Seminar 4 : Thomas Wang
Title : BigScience : Collaboratively training a large multilingual language model
Abstract :
Over the last few years, pre-trained self-supervised language models have shown their usefulness for many applications in many domains. These models aim at discovering general representations from a large amount of text without the need for human annotation - a time-consuming and costly task. GPT-3 has shown through scaling laws that increasing the size of models is a path forward towards obtaining better models. Unfortunately, only a few organizations across the world have the resources to train such models - especially due to the computational resources required to train those . As a result, the scientific community relies on what these resource-rich groups are willing to publish to understand how they are built, how they work, and how they can be further improved.

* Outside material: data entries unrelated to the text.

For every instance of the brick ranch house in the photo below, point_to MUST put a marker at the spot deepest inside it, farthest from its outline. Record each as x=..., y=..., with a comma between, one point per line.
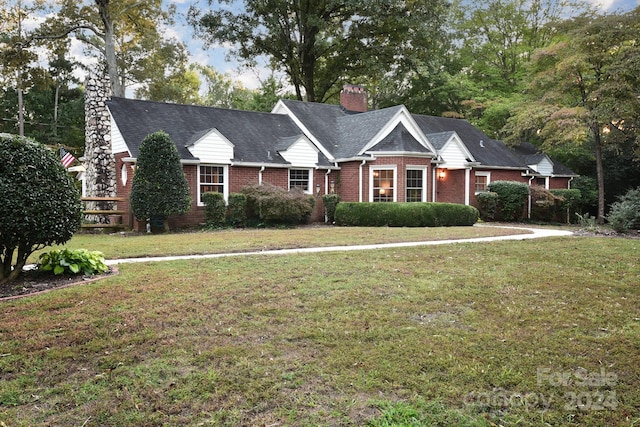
x=387, y=155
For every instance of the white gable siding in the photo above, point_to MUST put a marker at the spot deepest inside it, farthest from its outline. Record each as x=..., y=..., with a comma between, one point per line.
x=118, y=145
x=212, y=148
x=301, y=153
x=545, y=167
x=453, y=155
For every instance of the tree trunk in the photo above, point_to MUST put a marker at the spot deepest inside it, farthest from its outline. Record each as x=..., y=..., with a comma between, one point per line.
x=117, y=89
x=599, y=171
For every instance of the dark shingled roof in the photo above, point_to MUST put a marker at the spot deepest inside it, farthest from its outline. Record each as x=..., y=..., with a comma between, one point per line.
x=438, y=140
x=344, y=134
x=531, y=154
x=254, y=135
x=400, y=139
x=488, y=152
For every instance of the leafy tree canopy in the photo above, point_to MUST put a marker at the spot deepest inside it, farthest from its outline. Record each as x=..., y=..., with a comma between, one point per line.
x=318, y=44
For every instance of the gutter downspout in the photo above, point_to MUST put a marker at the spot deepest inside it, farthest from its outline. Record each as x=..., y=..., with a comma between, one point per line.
x=434, y=175
x=529, y=209
x=360, y=180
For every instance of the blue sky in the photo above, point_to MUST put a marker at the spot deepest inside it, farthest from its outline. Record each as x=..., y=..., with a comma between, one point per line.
x=215, y=56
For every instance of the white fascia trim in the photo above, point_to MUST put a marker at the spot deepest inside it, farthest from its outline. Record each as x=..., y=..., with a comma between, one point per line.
x=194, y=162
x=490, y=168
x=356, y=159
x=182, y=161
x=402, y=116
x=280, y=108
x=399, y=154
x=267, y=165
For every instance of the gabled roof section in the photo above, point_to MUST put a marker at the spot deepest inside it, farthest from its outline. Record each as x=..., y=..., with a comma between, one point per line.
x=486, y=151
x=340, y=134
x=254, y=135
x=438, y=140
x=532, y=155
x=399, y=140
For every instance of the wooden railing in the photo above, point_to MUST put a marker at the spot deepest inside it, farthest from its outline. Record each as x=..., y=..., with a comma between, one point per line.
x=104, y=212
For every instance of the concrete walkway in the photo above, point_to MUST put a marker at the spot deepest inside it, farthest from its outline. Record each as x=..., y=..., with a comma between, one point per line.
x=536, y=233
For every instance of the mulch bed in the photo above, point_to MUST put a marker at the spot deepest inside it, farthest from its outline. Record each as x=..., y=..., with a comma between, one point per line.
x=33, y=282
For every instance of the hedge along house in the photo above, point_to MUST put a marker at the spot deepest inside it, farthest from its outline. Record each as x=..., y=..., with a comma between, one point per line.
x=387, y=155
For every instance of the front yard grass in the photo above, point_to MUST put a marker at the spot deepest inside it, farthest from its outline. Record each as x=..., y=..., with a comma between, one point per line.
x=528, y=333
x=132, y=245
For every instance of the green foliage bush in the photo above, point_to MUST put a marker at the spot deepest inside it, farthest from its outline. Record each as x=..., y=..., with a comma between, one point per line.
x=269, y=204
x=569, y=205
x=215, y=209
x=488, y=205
x=73, y=262
x=159, y=187
x=405, y=214
x=545, y=205
x=237, y=210
x=512, y=199
x=625, y=213
x=40, y=204
x=330, y=201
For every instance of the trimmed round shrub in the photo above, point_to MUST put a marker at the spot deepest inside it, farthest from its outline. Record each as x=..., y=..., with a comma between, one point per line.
x=512, y=199
x=215, y=209
x=405, y=214
x=159, y=188
x=625, y=213
x=40, y=204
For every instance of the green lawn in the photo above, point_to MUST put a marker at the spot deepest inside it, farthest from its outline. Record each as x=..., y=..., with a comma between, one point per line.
x=506, y=333
x=130, y=245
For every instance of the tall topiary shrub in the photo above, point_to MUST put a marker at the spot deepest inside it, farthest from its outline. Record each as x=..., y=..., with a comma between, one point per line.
x=487, y=205
x=512, y=199
x=39, y=203
x=159, y=188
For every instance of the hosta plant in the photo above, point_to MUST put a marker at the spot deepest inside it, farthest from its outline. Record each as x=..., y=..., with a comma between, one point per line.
x=73, y=261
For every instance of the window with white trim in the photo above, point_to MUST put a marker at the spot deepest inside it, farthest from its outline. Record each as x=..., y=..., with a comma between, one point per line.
x=416, y=188
x=300, y=178
x=482, y=181
x=211, y=179
x=383, y=184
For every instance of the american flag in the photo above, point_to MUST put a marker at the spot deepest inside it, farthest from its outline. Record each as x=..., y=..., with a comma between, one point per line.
x=66, y=158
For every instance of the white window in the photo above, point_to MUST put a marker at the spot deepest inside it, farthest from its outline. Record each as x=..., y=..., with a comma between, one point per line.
x=212, y=179
x=383, y=184
x=300, y=178
x=483, y=179
x=416, y=187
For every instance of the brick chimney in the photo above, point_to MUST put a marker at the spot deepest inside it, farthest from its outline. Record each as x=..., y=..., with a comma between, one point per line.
x=353, y=98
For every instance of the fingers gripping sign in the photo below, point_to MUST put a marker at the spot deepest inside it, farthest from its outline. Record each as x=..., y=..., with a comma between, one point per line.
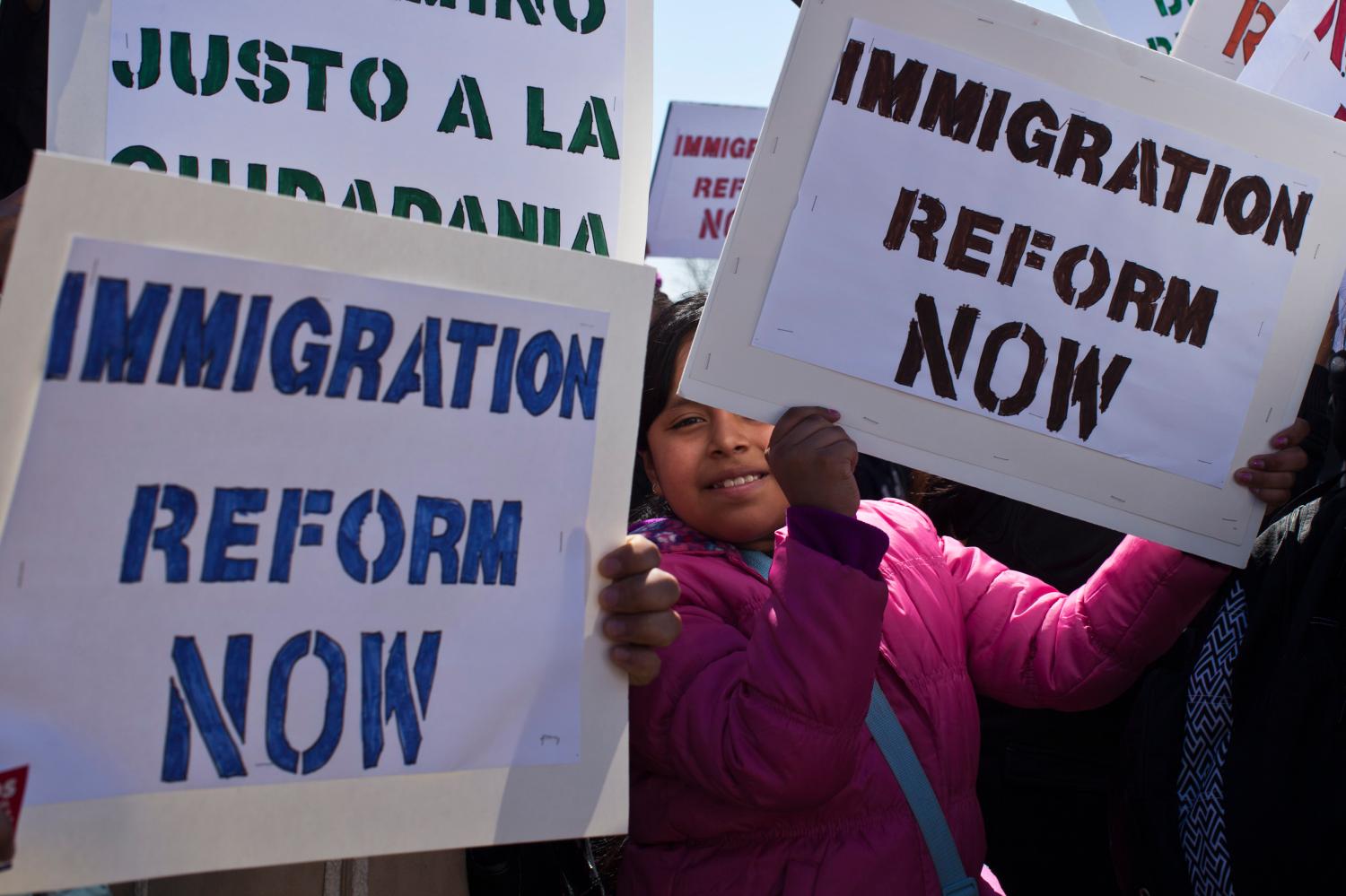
x=640, y=608
x=1271, y=478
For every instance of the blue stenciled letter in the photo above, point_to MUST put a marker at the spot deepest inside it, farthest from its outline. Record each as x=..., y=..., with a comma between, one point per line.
x=205, y=710
x=277, y=699
x=387, y=693
x=493, y=546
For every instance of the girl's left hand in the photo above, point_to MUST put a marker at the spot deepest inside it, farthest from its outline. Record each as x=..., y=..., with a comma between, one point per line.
x=1271, y=478
x=640, y=608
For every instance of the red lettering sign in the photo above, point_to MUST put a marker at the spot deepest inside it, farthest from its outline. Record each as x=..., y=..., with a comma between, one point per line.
x=1243, y=32
x=1334, y=22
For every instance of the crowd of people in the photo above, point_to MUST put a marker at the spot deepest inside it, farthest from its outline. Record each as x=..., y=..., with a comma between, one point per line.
x=855, y=678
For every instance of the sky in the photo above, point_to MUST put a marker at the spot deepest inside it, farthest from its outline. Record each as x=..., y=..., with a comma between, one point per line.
x=726, y=51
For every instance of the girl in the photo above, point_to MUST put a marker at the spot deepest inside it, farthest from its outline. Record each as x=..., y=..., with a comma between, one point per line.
x=754, y=769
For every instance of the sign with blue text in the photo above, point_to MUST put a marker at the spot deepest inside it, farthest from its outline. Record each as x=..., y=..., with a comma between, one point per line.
x=277, y=525
x=522, y=118
x=1015, y=265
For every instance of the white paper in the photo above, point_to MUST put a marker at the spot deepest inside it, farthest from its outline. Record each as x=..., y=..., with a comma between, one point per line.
x=89, y=658
x=194, y=828
x=1221, y=35
x=1066, y=62
x=1340, y=335
x=1151, y=23
x=1300, y=59
x=842, y=300
x=458, y=145
x=699, y=175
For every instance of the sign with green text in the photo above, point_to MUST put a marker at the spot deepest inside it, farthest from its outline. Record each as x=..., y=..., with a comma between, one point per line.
x=511, y=117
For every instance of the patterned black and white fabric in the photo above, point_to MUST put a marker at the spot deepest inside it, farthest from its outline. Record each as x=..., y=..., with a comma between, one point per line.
x=1209, y=726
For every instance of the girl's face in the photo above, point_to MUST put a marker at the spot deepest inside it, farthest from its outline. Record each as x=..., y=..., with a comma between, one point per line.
x=711, y=467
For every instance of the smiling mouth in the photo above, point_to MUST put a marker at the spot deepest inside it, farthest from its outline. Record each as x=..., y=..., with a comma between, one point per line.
x=738, y=481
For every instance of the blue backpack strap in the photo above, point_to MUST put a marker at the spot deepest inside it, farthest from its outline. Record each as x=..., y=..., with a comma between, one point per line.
x=896, y=748
x=902, y=759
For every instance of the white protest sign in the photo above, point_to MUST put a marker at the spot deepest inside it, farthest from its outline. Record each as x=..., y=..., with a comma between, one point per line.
x=699, y=175
x=1221, y=35
x=280, y=554
x=1028, y=257
x=516, y=118
x=1152, y=23
x=1302, y=58
x=1302, y=61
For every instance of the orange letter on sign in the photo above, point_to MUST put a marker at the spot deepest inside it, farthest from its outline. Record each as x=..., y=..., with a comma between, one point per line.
x=1243, y=31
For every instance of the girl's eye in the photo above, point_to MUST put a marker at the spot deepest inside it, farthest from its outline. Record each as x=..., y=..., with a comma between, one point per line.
x=681, y=422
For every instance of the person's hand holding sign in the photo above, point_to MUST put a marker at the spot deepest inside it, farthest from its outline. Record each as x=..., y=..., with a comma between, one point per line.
x=640, y=608
x=1271, y=478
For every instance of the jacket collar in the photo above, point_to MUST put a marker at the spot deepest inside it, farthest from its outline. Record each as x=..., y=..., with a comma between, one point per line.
x=675, y=537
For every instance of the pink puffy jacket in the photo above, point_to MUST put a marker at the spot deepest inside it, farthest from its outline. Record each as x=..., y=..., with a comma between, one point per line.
x=753, y=769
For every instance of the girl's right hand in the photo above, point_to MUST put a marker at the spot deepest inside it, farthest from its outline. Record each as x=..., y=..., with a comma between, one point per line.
x=813, y=460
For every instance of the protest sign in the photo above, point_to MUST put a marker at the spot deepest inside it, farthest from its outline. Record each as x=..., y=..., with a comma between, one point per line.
x=1302, y=58
x=13, y=783
x=699, y=175
x=519, y=118
x=284, y=573
x=1300, y=61
x=1221, y=35
x=1151, y=23
x=1031, y=258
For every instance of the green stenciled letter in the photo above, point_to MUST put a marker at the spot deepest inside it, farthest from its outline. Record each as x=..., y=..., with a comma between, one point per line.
x=466, y=91
x=150, y=48
x=291, y=182
x=538, y=132
x=595, y=113
x=468, y=210
x=591, y=22
x=140, y=155
x=360, y=78
x=217, y=64
x=530, y=13
x=508, y=223
x=277, y=83
x=408, y=198
x=318, y=61
x=361, y=196
x=591, y=225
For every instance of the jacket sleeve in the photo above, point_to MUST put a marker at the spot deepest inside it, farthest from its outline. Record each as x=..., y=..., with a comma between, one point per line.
x=1033, y=646
x=770, y=720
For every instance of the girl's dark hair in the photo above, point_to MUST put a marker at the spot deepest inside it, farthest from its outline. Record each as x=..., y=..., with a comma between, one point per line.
x=668, y=330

BigScience is a one-year research project whose main ambition is to train a 176 billion parameters language model in the order of magnitude of GPT-3 (OpenAI’s proprietary solution), in a transparent, public and collaborative manner. In order to do so, 1000+ researchers, coming from both academia and industry, have gathered and contributed to 30 working groups in order to take decisions every step of the way : the creation of multilingual datasets, the design of the model, the engineering challenges, the formulation of a new license for the model, legal considerations of personal identifiable information within training datasets, the development of evaluation tools and finally reflections on downstream applications in different domains, such as bio-medical.